To date, about 90 drugs have been approved as antiviral drugs. This does not mean that 90 viral diseases can be cured. So far, there are medicines that can only be used for nine viruses. The virus is herpesvirus (HSV), human immunodeficiency virus type 1 (HIV-1), cytomegalovirus (CMV), influenza virus, hepatitis B virus (HBV), hepatitis C virus (HCV), chickenpox- Herpes zoster virus (varicella-zoster virus), respiratory syncytial virus (RSV), human papilloma virus (HPV).
As a result, there is no drug for rhinoviruses, which causes the most common cold among viral diseases. More than 200 viruses are known to cause illness in humans, but they are still in short supply.

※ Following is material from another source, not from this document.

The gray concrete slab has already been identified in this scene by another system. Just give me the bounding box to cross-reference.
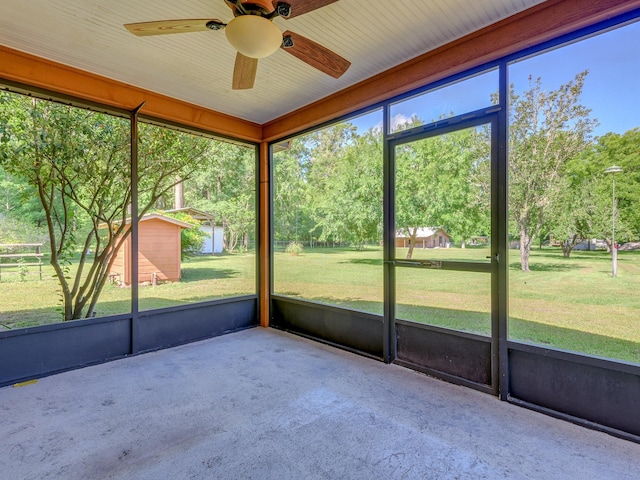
[0,329,640,480]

Antibacterial to attack bacteria first appeared in 1910, and since the 1940’s has been poured out. Since World War II, the drugs we call antibiotics have poured out innumerablely. Scholars studying microbiology and infectious diseases can be divided into pre- and post-antibiotic periods before and after this period.
But the history of antiviral drugs is far behind. The first antiviral drug was idoxuridine, which appeared in 1961. The drug was developed as an anticancer drug in the 1950s and then changed to a drug for the treatment of herpes eye disease.
Since then, vidarabine (1960), trifluridine (1964), amantadine (1964), ribavirin (1972), acyclovir (1971), and the first treatment for AIDS Azidothymidine (AZT, 1985), valaciclovir (1987), famciclovir (1989), lamivudine (3TC, 1989) were attackers.
Lopinaver (lopinavir (1998)), ritonavir (1996), and oseltamivir (1997), now used for new coronavirus infections, were discovered at the end of the 20th century. Interferon, also used as an anticancer agent, is a historic drug discovered in 1954. Remdesivir, currently being tested for therapeutic efficacy, was the first antiviral drug used during the 2013 Ebola epidemic.
Most antiviral drugs only listen to a particular virus, a virus of a particular subtype or genotype. In other words, you can’t eat pork but usually stick with black pork from Jeju Island. However, very few antiviral drugs are heard throughout many viruses. Acyclovir, balaciclover, and famciclovir, which are used for herpes and shingles, are good at eating. It is also good for lamivudine, which is used to treat AIDS, and ribavirin, which is used for hepatitis and influenza. Even so, the effect is limited to a few viruses.
In that sense, the drugs used or tested for efficacy are those used for AIDS, influenza, MERS, and Ebola. Of course, it is important to develop new drugs, but on the one hand, it is very important that some kind of recycling be used to find new uses from existing drugs. This is especially true given the time and cost of developing a new drug.
Is there human defense against viruses other than antiviral drugs? Not necessarily. By developing a vaccine, you can fight viruses in an easier way. Hepatitis, uterine cancer, shingles, chicken pox, influenza, polio, Japanese encephalitis, yellow fever, mumps, measles, rubella, and rabies are prevented by vaccination.
The greater the understanding of the virus, the more therapeutics and vaccinations are expected. But there is one fact that cannot be overemphasized. The strongest forces to fight the virus are personal health and immunity. This is not done in a short time. You will usually have to develop healthy lifestyles and self-care.
The Treatment of Viral Diseases - /10
Comprehensive news from different sources is said to have worked with drugs such as Kaletra, Tamiflu, and interferon.